Nach Aufgabe seiner Bäckerei suchten ihn nicht nur Zeitungsreporter, sondern sogar ein Fernsehteam auf. Zudem erhält er des öfteren Besuch von Kindergruppen, welche ihn nach den damaligen Ereignissen befragen. Auch unsere Fragen beantwortete er mit sehr viel Geduld, zeigte uns alte Fotos - ein Zeittor öffnete sich. Speziell für diesen Artikel durften wir diese historischen Bilder ablichten.

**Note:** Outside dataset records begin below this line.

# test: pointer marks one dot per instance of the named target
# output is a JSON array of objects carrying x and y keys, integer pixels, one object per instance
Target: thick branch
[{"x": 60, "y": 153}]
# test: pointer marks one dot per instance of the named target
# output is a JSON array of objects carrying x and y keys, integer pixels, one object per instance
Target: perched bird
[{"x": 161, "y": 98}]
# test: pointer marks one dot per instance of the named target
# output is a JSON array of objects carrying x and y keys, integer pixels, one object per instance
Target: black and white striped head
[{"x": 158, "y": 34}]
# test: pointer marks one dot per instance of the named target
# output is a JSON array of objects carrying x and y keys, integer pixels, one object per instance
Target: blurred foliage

„In den Medien heißt es, sie begeben sich auf Spurensuche, um den wahren Mörder zu finden. Was halten die Xantener von Ihren Nachforschungen, es leben doch sicher noch viele Nachfahren der Zeitzeugen hier im Ort? Sogar ein Vorfahr eines nahestehenden Verwandten oder guten Bekannten könnte als Mörder entlarvt werden!"

Hans Küppers: "Ganz so, wie es in den Medien berichtet wird, ist es nicht. Es geht mir nicht darum, den Mörder zu finden, was ich nach so vielen Jahren nicht nur für sehr schwierig, sondern im Grunde für unmöglich halte. Ich möchte lediglich Näheres über diesen Fall in Erfahrung bringen, der sich damals in unserer Scheune ereignete. Es liegt mir fern, irgendjemandem wehzutun, wenn dieser erfahren würde, einer seiner Verwandten sei der Mörder des kleinen Johann gewesen. Ich halte es auch für unwahrscheinlich, daß der Metzger Adolf Buschhoff der Täter war."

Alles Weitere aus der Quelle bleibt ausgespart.